Oh, the pain.
It was a difficult thing to describe.
Beyond a certain point, pain becomes immeasurable. It morphs and mutates from a physical affliction to a metaphysical experience, an abominable and all-consuming…thing.
I thought I’d understood this. I thought I’d understood pain.
Somewhere along the still-haunting journey of self-mutilation, somewhere between being brained by Flange and mangled by the mimic knight, I thought I’d seen, well…everything there was to see. Of pain.
How arrogant I’d been. How naive. I’d known nothing.
What I’d felt was a mere twitching of nerves, an sparse, eclectic collection of signals dispatched by organs and extremities ever so far away. Real pain, true pain, soul-pain existed only in the mind.
And it could never be understood.
Such a rigorous, scientific, academic process could never be applied to something as ancestral, as ubiquitous, as essential as pain. The pain I now felt was in no way natural, but that didn’t matter. It was an impossibly fundamental and dreadfully existential anguish that so wildly surpassed anything I’d encountered thus far that all became incomparable.
It was one hundred iron knives, dull and rusted, that flensed me, skinned me, cut me apart piece by bloody piece.
It was one thousand steel needles driving mercilessly into the soft spots beneath my nails, and ears, and eyes, and twisting.
It was one million bulbous worms burrowed into my flesh, gorging on my vital organs, jerking and flailing underneath my skin, gnawing on naked nerves.

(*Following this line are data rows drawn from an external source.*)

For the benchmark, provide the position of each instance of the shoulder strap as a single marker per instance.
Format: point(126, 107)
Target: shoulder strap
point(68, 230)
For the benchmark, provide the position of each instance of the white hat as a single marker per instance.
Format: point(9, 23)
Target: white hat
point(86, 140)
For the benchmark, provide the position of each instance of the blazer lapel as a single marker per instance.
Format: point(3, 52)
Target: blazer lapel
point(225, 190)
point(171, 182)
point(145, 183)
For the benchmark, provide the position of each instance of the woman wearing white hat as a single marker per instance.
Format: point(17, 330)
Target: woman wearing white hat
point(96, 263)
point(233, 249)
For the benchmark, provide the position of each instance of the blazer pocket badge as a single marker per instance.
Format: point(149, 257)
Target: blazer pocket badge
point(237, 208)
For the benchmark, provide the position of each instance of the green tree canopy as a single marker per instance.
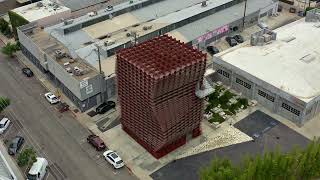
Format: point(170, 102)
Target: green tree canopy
point(296, 165)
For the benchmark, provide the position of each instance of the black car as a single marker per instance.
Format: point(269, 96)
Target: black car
point(104, 107)
point(212, 50)
point(231, 41)
point(15, 145)
point(238, 38)
point(27, 72)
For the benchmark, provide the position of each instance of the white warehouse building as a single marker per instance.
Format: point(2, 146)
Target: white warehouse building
point(279, 69)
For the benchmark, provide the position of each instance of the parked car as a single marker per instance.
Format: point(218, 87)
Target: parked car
point(4, 124)
point(96, 142)
point(109, 8)
point(27, 72)
point(53, 99)
point(238, 38)
point(38, 169)
point(15, 145)
point(231, 41)
point(114, 159)
point(212, 50)
point(104, 107)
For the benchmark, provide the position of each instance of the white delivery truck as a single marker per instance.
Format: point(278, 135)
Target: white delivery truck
point(38, 169)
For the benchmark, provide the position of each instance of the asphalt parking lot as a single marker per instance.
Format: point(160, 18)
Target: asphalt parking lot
point(278, 136)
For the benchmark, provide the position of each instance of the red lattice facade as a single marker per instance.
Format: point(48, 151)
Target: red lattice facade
point(157, 81)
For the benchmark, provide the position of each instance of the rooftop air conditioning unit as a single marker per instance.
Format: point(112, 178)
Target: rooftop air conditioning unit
point(91, 14)
point(77, 71)
point(66, 64)
point(39, 4)
point(147, 27)
point(267, 38)
point(203, 3)
point(67, 22)
point(69, 70)
point(109, 42)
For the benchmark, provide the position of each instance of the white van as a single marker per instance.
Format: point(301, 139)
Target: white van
point(38, 169)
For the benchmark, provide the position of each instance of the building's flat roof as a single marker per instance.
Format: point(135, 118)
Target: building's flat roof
point(75, 5)
point(193, 30)
point(32, 12)
point(290, 66)
point(50, 45)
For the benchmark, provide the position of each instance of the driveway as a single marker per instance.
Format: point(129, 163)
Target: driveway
point(277, 136)
point(58, 137)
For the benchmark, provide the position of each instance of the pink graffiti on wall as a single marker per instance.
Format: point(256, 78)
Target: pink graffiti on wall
point(211, 34)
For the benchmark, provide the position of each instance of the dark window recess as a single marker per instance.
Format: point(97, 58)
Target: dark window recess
point(224, 73)
point(308, 111)
point(290, 109)
point(265, 95)
point(244, 84)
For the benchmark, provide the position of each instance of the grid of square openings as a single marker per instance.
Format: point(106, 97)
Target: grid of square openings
point(290, 109)
point(265, 95)
point(224, 73)
point(244, 84)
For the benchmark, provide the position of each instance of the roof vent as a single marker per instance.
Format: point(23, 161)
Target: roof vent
point(147, 27)
point(317, 25)
point(308, 58)
point(109, 42)
point(203, 3)
point(67, 22)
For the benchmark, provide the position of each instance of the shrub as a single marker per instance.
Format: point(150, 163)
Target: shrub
point(216, 118)
point(295, 165)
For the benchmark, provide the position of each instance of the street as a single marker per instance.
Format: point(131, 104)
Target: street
point(58, 137)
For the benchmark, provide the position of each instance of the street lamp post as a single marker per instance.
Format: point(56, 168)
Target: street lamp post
point(101, 73)
point(244, 14)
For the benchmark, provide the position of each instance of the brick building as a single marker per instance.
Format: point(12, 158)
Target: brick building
point(157, 81)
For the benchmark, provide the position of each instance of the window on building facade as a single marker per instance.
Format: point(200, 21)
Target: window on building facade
point(290, 109)
point(223, 73)
point(308, 111)
point(265, 95)
point(244, 84)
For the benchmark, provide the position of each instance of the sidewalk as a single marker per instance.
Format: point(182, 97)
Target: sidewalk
point(11, 163)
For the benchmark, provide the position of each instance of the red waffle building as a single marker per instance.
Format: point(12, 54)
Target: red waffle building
point(157, 81)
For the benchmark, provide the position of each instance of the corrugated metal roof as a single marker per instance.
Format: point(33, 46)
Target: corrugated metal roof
point(79, 4)
point(193, 30)
point(162, 8)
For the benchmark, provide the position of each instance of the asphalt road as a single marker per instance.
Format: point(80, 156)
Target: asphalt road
point(57, 137)
point(277, 137)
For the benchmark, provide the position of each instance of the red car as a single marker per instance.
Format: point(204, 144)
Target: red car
point(96, 142)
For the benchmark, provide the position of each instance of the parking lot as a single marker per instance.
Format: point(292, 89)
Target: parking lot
point(276, 136)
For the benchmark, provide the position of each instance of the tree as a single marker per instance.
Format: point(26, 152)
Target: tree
point(9, 49)
point(27, 157)
point(4, 102)
point(298, 164)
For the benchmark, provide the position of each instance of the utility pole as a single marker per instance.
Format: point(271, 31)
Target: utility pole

Soul-pain was every nightmare, every torture, ever unpleasant thing I could possibly imagine. As soon as I imagined something worse, it was that, too.
And it never faded.
There was no getting used to soul-pain. It didn’t affect my body, only my mind, and would continue for just as long as I did. It couldn’t be accustomed to.
It was, and it would forevermore be.
It wracked me from tip to toe. Each and every muscle fired constantly, epileptically, whipping me back and forth. My ethereal body spasmed uncontrollably upon the dry, cracked, cratered ground that had once been the bottom of my ocean.
I couldn’t move. I couldn’t speak. I couldn’t think. My eyes rolled about madly in their orbits. My mouth hung open in a constant, silent wail. I prayed for salvation, but none spoke back to me.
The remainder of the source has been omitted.